I often feel like such a Johnny-Come-Lately, like by the time I find out about something, it’s soooo 10 minutes ago. That’s what happened with http://www.pandora.com/, a music site that I think is freakin’ awesome. Man, when I got turned on to that site, I shouted its praises from the rooftops, only to be met with, “Oh, yeah. Pandora’s cool.” So I suppose I’m the last person on earth to hear of the word “mondegreen.”
Dictionary.com defines mondegreen (pronounced mon-di-green) as “a word or phrase resulting from a misinterpretation of a word or phrase that has been heard.” American writer Sylvia Wright coined the term in an essay “The Death of Lady Mondegreen,” published in November 1954 in Harper’s Magazine. Referring to a 17th century poem that her mother read aloud to her as a child, the author tells how she misinterpreted the line "And laid him on the green" as “And Lady Mondegreen.”
My mother told me how when she was a kid, she misheard people referring to “the chest of drawers” as “the Chester drawers.” When my daughter was little, she thought a local newscaster went by the hip nickname “The Heat is On” until she was old enough to read and was shocked to see the name on the television screen was “Benita Zahn.”
Mondegreens often result from misinterpreted song lyrics, and they can be quite entertaining. My favorite mondegreen is the classic “There’s a bathroom on the right,” the line at the end of each verse of Creedence Clearwater Revival’s “Bad Moon Rising.” And of course we all wondered what was going on with Jimi Hendrix when he shouted, “’Scuse me while I kiss this guy!”
Both Creedence's lead singer,John Fogerty, and Hendrix eventually capitalized on their fans’ poor hearing (or was it their own inability to e-nun-ci-ate?) and deliberately sang the mondegreen versions of their songs in concert. Alone in the car, I always sing “There’s a bathroom on the right”; it’s simply more fun that way.
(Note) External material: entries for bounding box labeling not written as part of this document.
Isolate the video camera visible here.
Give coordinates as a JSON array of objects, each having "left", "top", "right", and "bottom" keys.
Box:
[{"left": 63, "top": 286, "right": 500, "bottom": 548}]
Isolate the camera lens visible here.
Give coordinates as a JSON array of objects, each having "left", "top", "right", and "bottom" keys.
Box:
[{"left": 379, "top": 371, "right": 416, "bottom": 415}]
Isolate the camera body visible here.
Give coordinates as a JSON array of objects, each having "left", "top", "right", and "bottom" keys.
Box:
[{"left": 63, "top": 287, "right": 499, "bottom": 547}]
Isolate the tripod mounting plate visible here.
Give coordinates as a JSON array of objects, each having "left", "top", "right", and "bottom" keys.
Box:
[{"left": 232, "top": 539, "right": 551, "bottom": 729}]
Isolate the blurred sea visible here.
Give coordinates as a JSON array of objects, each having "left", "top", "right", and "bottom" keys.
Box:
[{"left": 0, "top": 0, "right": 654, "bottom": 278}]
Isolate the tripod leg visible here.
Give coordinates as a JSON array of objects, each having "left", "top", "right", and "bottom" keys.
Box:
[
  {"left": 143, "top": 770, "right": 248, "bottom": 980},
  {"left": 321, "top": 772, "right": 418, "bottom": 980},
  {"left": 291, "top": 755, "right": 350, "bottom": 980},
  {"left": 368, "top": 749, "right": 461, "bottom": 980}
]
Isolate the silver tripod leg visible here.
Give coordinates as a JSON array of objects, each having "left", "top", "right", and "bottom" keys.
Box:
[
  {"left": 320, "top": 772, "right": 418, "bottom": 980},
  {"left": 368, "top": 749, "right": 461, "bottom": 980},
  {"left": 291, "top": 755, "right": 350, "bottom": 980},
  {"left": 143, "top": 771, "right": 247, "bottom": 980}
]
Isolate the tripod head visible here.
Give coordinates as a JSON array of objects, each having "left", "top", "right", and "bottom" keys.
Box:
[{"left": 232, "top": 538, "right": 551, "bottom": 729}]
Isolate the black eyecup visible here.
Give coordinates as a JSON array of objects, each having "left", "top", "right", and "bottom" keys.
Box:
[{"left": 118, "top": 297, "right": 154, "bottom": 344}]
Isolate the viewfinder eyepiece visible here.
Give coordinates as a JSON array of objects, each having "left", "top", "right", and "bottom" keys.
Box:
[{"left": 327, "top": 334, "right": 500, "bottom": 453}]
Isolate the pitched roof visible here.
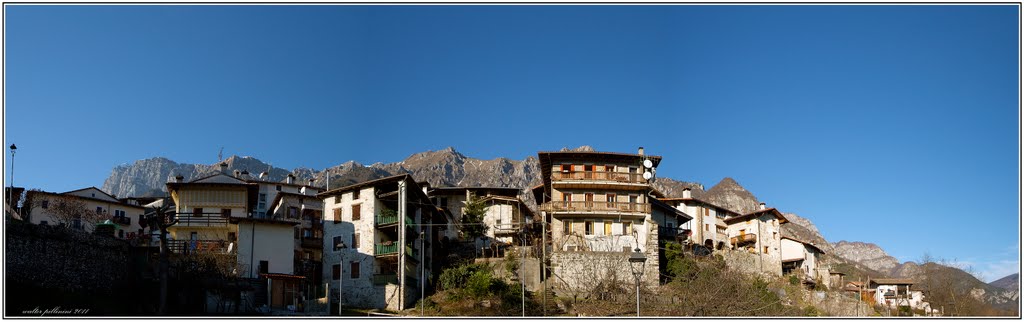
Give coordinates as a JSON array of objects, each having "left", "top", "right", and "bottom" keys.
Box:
[
  {"left": 871, "top": 278, "right": 913, "bottom": 285},
  {"left": 725, "top": 208, "right": 788, "bottom": 225}
]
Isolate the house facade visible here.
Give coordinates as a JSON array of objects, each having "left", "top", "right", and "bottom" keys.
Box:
[
  {"left": 23, "top": 187, "right": 145, "bottom": 239},
  {"left": 534, "top": 148, "right": 680, "bottom": 293},
  {"left": 660, "top": 188, "right": 739, "bottom": 250},
  {"left": 167, "top": 163, "right": 305, "bottom": 310},
  {"left": 725, "top": 203, "right": 787, "bottom": 276},
  {"left": 317, "top": 174, "right": 437, "bottom": 311}
]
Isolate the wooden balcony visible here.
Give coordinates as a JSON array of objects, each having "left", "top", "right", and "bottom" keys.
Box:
[
  {"left": 374, "top": 242, "right": 398, "bottom": 256},
  {"left": 729, "top": 234, "right": 758, "bottom": 246},
  {"left": 167, "top": 239, "right": 228, "bottom": 254},
  {"left": 551, "top": 171, "right": 647, "bottom": 185},
  {"left": 167, "top": 213, "right": 227, "bottom": 227},
  {"left": 373, "top": 273, "right": 398, "bottom": 285},
  {"left": 541, "top": 201, "right": 650, "bottom": 213},
  {"left": 299, "top": 237, "right": 324, "bottom": 249}
]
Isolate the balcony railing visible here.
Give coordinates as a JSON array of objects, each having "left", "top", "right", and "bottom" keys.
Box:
[
  {"left": 167, "top": 213, "right": 227, "bottom": 227},
  {"left": 299, "top": 237, "right": 324, "bottom": 248},
  {"left": 111, "top": 216, "right": 131, "bottom": 226},
  {"left": 541, "top": 201, "right": 650, "bottom": 212},
  {"left": 374, "top": 274, "right": 398, "bottom": 285},
  {"left": 729, "top": 234, "right": 758, "bottom": 246},
  {"left": 551, "top": 171, "right": 647, "bottom": 184},
  {"left": 374, "top": 242, "right": 398, "bottom": 256},
  {"left": 167, "top": 239, "right": 228, "bottom": 254},
  {"left": 375, "top": 213, "right": 398, "bottom": 226}
]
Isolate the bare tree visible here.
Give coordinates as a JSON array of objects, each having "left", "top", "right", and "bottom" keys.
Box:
[{"left": 42, "top": 195, "right": 111, "bottom": 230}]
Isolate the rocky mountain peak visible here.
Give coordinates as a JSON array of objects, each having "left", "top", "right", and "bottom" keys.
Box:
[
  {"left": 831, "top": 240, "right": 900, "bottom": 274},
  {"left": 703, "top": 176, "right": 761, "bottom": 213}
]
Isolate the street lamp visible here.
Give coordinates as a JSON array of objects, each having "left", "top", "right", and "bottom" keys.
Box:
[
  {"left": 629, "top": 247, "right": 647, "bottom": 317},
  {"left": 7, "top": 144, "right": 17, "bottom": 215}
]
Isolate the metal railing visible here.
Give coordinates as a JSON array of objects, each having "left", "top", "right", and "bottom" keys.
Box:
[
  {"left": 374, "top": 213, "right": 398, "bottom": 226},
  {"left": 729, "top": 234, "right": 758, "bottom": 246},
  {"left": 299, "top": 237, "right": 324, "bottom": 248},
  {"left": 373, "top": 274, "right": 398, "bottom": 285},
  {"left": 541, "top": 201, "right": 650, "bottom": 212},
  {"left": 374, "top": 242, "right": 398, "bottom": 256},
  {"left": 167, "top": 239, "right": 228, "bottom": 254},
  {"left": 167, "top": 212, "right": 227, "bottom": 227},
  {"left": 551, "top": 171, "right": 647, "bottom": 184}
]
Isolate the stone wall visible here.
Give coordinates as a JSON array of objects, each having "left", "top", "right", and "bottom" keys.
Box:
[
  {"left": 4, "top": 220, "right": 155, "bottom": 316},
  {"left": 548, "top": 220, "right": 659, "bottom": 298}
]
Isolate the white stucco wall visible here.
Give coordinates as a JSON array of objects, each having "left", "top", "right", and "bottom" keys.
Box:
[{"left": 238, "top": 222, "right": 295, "bottom": 277}]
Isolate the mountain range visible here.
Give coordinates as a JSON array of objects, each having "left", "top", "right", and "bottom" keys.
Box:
[{"left": 101, "top": 146, "right": 1019, "bottom": 309}]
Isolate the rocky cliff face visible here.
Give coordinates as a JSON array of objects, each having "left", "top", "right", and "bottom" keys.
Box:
[
  {"left": 831, "top": 240, "right": 900, "bottom": 274},
  {"left": 101, "top": 146, "right": 703, "bottom": 209},
  {"left": 702, "top": 177, "right": 761, "bottom": 213}
]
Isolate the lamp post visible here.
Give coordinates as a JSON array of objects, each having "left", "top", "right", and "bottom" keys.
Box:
[
  {"left": 629, "top": 246, "right": 647, "bottom": 317},
  {"left": 7, "top": 144, "right": 17, "bottom": 215}
]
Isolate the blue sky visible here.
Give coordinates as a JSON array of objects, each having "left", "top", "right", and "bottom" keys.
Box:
[{"left": 4, "top": 5, "right": 1020, "bottom": 281}]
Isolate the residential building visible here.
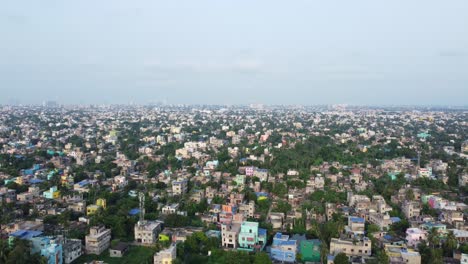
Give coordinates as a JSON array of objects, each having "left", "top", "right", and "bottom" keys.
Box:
[
  {"left": 62, "top": 239, "right": 83, "bottom": 264},
  {"left": 85, "top": 226, "right": 111, "bottom": 255},
  {"left": 406, "top": 228, "right": 427, "bottom": 247},
  {"left": 109, "top": 242, "right": 128, "bottom": 258},
  {"left": 330, "top": 237, "right": 372, "bottom": 256},
  {"left": 42, "top": 186, "right": 60, "bottom": 199},
  {"left": 221, "top": 224, "right": 240, "bottom": 249},
  {"left": 401, "top": 201, "right": 421, "bottom": 219},
  {"left": 172, "top": 179, "right": 188, "bottom": 195},
  {"left": 154, "top": 244, "right": 177, "bottom": 264},
  {"left": 135, "top": 221, "right": 162, "bottom": 244},
  {"left": 270, "top": 233, "right": 298, "bottom": 263},
  {"left": 385, "top": 245, "right": 421, "bottom": 264},
  {"left": 161, "top": 203, "right": 179, "bottom": 215},
  {"left": 238, "top": 221, "right": 267, "bottom": 251},
  {"left": 299, "top": 239, "right": 322, "bottom": 262}
]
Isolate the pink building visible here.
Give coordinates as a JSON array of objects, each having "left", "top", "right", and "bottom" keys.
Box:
[
  {"left": 245, "top": 167, "right": 255, "bottom": 176},
  {"left": 406, "top": 228, "right": 427, "bottom": 247}
]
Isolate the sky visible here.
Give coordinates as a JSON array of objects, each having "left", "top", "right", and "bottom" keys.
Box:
[{"left": 0, "top": 0, "right": 468, "bottom": 106}]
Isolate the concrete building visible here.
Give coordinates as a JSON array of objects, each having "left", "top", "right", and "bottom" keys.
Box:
[
  {"left": 135, "top": 221, "right": 162, "bottom": 244},
  {"left": 346, "top": 216, "right": 365, "bottom": 235},
  {"left": 330, "top": 237, "right": 372, "bottom": 256},
  {"left": 406, "top": 228, "right": 427, "bottom": 247},
  {"left": 42, "top": 186, "right": 60, "bottom": 199},
  {"left": 161, "top": 203, "right": 179, "bottom": 215},
  {"left": 172, "top": 179, "right": 188, "bottom": 195},
  {"left": 30, "top": 236, "right": 63, "bottom": 264},
  {"left": 85, "top": 226, "right": 111, "bottom": 255},
  {"left": 270, "top": 233, "right": 297, "bottom": 263},
  {"left": 239, "top": 201, "right": 255, "bottom": 217},
  {"left": 299, "top": 239, "right": 322, "bottom": 263},
  {"left": 153, "top": 244, "right": 177, "bottom": 264},
  {"left": 221, "top": 224, "right": 240, "bottom": 249},
  {"left": 238, "top": 221, "right": 267, "bottom": 251},
  {"left": 401, "top": 201, "right": 421, "bottom": 219},
  {"left": 385, "top": 245, "right": 421, "bottom": 264},
  {"left": 60, "top": 238, "right": 83, "bottom": 264},
  {"left": 109, "top": 242, "right": 128, "bottom": 258}
]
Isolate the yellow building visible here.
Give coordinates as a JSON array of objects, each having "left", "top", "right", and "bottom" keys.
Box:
[
  {"left": 96, "top": 198, "right": 107, "bottom": 209},
  {"left": 385, "top": 245, "right": 421, "bottom": 264},
  {"left": 154, "top": 244, "right": 177, "bottom": 264},
  {"left": 86, "top": 198, "right": 107, "bottom": 215}
]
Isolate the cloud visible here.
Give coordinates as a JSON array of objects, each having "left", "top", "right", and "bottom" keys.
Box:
[
  {"left": 438, "top": 50, "right": 468, "bottom": 57},
  {"left": 144, "top": 59, "right": 264, "bottom": 74}
]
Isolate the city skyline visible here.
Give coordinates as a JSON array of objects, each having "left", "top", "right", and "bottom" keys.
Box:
[{"left": 0, "top": 1, "right": 468, "bottom": 106}]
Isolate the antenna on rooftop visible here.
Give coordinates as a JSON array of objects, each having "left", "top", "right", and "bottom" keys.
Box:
[
  {"left": 138, "top": 192, "right": 145, "bottom": 223},
  {"left": 418, "top": 150, "right": 421, "bottom": 168}
]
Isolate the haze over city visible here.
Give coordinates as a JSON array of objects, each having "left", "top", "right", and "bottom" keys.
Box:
[{"left": 0, "top": 0, "right": 468, "bottom": 105}]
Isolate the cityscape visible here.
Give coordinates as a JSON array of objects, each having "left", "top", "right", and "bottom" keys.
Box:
[
  {"left": 0, "top": 103, "right": 468, "bottom": 263},
  {"left": 0, "top": 0, "right": 468, "bottom": 264}
]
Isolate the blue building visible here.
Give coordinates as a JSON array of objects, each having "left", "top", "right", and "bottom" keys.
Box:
[
  {"left": 270, "top": 233, "right": 297, "bottom": 263},
  {"left": 8, "top": 230, "right": 63, "bottom": 264},
  {"left": 30, "top": 236, "right": 63, "bottom": 264}
]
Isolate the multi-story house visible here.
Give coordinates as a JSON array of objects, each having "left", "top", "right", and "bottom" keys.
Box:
[
  {"left": 270, "top": 233, "right": 298, "bottom": 263},
  {"left": 401, "top": 201, "right": 421, "bottom": 219},
  {"left": 406, "top": 228, "right": 427, "bottom": 247},
  {"left": 161, "top": 203, "right": 179, "bottom": 215},
  {"left": 135, "top": 221, "right": 162, "bottom": 245},
  {"left": 85, "top": 226, "right": 111, "bottom": 255},
  {"left": 221, "top": 224, "right": 240, "bottom": 249},
  {"left": 239, "top": 201, "right": 255, "bottom": 217},
  {"left": 330, "top": 237, "right": 372, "bottom": 256},
  {"left": 347, "top": 216, "right": 365, "bottom": 235},
  {"left": 153, "top": 244, "right": 177, "bottom": 264},
  {"left": 238, "top": 221, "right": 267, "bottom": 251},
  {"left": 172, "top": 179, "right": 188, "bottom": 195},
  {"left": 385, "top": 244, "right": 421, "bottom": 264}
]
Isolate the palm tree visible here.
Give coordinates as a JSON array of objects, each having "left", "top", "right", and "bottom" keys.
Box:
[{"left": 445, "top": 230, "right": 458, "bottom": 250}]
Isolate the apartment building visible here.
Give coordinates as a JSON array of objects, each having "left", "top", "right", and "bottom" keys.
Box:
[
  {"left": 401, "top": 201, "right": 421, "bottom": 219},
  {"left": 221, "top": 224, "right": 240, "bottom": 249},
  {"left": 153, "top": 244, "right": 177, "bottom": 264},
  {"left": 85, "top": 226, "right": 111, "bottom": 255},
  {"left": 172, "top": 179, "right": 188, "bottom": 195},
  {"left": 330, "top": 237, "right": 372, "bottom": 256},
  {"left": 135, "top": 221, "right": 162, "bottom": 244}
]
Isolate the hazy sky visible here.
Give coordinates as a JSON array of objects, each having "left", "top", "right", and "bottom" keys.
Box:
[{"left": 0, "top": 0, "right": 468, "bottom": 105}]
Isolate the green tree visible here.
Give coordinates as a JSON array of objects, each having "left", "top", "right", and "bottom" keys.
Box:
[{"left": 253, "top": 252, "right": 271, "bottom": 264}]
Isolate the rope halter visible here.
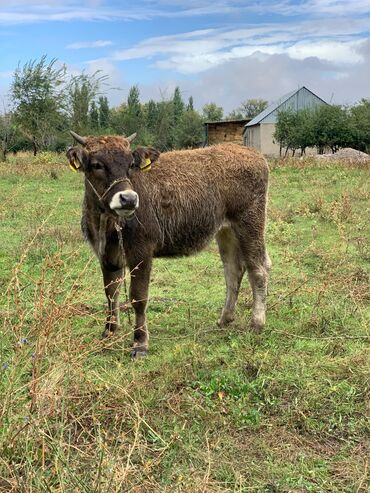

I had my own mondegreen version of Elton John’s “Rocket Man” that, quite frankly, had me perplexed for decades:
“I'm not the man they think I am at home
Oh no no no I'm a rocket man
Rocket man, burning all the Jews I’ve ever known”
Jeez, Elton... WTF? Then years later I looked up the real lyrics and was relieved to find the line is “Rocket man, burning out his fuse up here alone.”
Oh. That’s very different.
How about you? Any fun mondegreens to share? And did you even know there was such a word?
6 comments:
The title of Malachy McCout's memoir, "A Monk Swimming" came from his mishearing "amongst women" in the "Hail Mary".
Who knew it is a mondegreen?
To me, mondegreen should mean green world.
The doozy of all mondegreens I've ever heard was back in college, the school newspaper was doing features on the Junior Miss contestants, and the interviewer listed the gals favorite book as 'Lame Is Rob' by Victor Hugo.
Even the editor missed that one. I think that one hung on the fridge for the entire semester.
I have two.
There was a silly technopop song from the '80's by the band Soft Cell. It was called Tainted Love.
For years I thought they were saying...
"Don't touch me please. I cannot stand the way you sneeze."
Yuh, no....it's,
"Don't touch me please. I cannot stand the way you tease."
And the kids got confused with a Macy Gray song. They would sing loudly, "I blow bubbles when you are not here."
Instead of the correct..My world crumbles when you are not here.
Hugs,
Lisa
Ha! Mondegreens--how fun! Who knew?
Linda,
I gave you an award...go to my blog to see it.
I'm reminded of a story I heard in library school about a freshman who goes to the library and asks for a book his prof told him to read called Oranges and Peaches. After much questioning, the librarian finally figures out that the student actually wants Darwin's Origin of the Species!
I never knew there was such a word as mondegreen, but now I'm going to be looking for opportunities to impress people with it whenever I can!